Monday, May 4, 2015

Floyd Mayweather Jr. vs Manny Pacquiao

(Please excuse these late comments of the Maweather vs Pacquiao fight. I have been sick.)

Several years ago, my mother, my wife Jeri and I went to a new BBQ joint in the high desert off the 15 freeway in Hesperia. The owner of the place stopped by our table to talk with us. He was a very nice guy. He proceeded to tell us we were going to his love his BBQ. It was the best in the United States. He went on and on about it. We hung on to his every word. We believed him. How lucky were we to have stopped in here. We were sufficiently excited and could not wait for our order. The prices were a bit high but good BBQ, is worth it. We waited, enjoying our iced tea and lemonade and eventually our order came.

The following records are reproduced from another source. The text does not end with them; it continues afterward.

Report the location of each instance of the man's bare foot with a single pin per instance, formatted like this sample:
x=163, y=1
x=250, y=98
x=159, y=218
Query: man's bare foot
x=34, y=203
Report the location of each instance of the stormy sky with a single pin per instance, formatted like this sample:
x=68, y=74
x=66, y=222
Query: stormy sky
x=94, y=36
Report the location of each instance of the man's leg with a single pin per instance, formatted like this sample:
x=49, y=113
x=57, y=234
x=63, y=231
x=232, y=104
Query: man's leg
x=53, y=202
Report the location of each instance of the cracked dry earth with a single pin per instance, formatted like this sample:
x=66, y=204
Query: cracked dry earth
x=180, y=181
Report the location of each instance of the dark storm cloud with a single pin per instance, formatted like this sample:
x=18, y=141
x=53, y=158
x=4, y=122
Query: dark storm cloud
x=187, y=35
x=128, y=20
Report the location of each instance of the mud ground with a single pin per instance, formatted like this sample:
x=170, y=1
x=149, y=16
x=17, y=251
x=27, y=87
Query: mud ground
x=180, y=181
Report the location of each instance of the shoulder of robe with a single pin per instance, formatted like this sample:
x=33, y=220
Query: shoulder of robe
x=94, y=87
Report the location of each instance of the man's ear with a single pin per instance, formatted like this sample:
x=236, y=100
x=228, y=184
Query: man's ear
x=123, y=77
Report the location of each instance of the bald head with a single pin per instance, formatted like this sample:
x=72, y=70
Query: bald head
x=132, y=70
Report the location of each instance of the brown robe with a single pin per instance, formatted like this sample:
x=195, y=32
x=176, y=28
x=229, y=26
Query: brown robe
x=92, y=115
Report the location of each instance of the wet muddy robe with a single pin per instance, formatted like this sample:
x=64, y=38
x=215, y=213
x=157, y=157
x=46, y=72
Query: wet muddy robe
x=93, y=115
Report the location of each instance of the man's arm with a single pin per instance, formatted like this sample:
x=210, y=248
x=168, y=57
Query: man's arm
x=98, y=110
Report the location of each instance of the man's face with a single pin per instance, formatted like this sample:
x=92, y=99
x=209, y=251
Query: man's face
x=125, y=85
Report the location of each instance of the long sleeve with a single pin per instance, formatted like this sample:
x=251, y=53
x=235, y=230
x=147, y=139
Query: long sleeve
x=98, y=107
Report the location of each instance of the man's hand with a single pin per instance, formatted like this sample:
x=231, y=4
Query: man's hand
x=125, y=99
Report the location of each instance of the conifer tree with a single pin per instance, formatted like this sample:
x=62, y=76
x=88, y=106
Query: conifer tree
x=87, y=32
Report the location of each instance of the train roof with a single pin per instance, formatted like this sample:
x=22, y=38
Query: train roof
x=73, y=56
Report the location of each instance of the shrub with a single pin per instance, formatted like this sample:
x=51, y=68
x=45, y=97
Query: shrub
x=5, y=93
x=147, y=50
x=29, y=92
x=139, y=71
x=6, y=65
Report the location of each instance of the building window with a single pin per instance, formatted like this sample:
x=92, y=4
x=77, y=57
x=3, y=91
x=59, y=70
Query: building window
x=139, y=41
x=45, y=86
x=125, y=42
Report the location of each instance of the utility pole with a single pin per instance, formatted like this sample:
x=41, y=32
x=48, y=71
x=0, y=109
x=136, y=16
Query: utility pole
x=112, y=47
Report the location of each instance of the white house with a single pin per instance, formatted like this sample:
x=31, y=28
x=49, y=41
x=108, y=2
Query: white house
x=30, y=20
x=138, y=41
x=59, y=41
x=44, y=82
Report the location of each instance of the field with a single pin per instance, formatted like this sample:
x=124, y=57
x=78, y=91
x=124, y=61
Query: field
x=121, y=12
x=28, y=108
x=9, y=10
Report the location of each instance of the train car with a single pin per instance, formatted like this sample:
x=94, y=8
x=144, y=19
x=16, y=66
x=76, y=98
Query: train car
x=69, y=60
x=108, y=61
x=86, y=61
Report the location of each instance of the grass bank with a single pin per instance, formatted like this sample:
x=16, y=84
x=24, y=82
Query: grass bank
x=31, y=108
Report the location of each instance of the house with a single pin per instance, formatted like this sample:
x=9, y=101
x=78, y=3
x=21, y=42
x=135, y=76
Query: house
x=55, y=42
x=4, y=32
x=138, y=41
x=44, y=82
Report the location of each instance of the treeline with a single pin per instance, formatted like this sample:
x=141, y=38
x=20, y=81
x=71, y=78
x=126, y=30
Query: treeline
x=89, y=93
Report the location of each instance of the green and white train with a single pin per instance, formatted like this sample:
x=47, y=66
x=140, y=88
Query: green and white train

Boy, were we ever gullible. Now, if the man had never said a word, we might have been semi content with what I feel was below standard BBQ, but after being sold a bill of goods (hype) proclaiming it as the best BBQ in the country, it was suddenly inedible. In a nutshell it was lousy. The place was out of business a few months later.

Well, that about sums up the fight. If it had not been billed as the “Fight of the Century” or if the fighters were not paid unprecedented millions, or if we were not asked to pay a higher PPV bill, or wait so long for the fight, we might have been able to see it as a regular good fight but juxtaposed against the mega hype, it was a lousy fight.

As far as I'm concerned the fight went the only way it could. Though I would have liked to seen Floyd Mayweather engage in a war, Manny Pacquiao never gave him cause to.

There was no high drama, no moment to look back at with excitement. There was nothing in this so called “Fight of the Century” to define the fight game for a new generations of boxing fans.

As for Pacquiao's surprising claim that he thought he won the fight. I'm not going to hate on him. No champion has been more gracious in victory or (in past losses) humble in defeat. He is allowed, or more to the point, deserves, a human moment. It's hard for an aggressive close up fighter to always see accurately what just took place. He isn't the first and he won't be the last to feel this way. It's that same tenacity and pride that takes a man to the pinnacle of his game that makes it hard to accept the losses later in his career, and like it or not, this is later in his career. What I don't accept are the claims of a shoulder injury. This was a “No Excuses” fight.

I cannot imagine any reason for a rematch but keep this in mind, “Screw me once, shame on you, screw me twice, shame on me”. I ordered the fight at the last minute but I will not pay 10 cents to see them fight again.

The real shame in all of this is that 5 years ago this actually might have been one of the great ones. It didn't happen and that as they say, is that.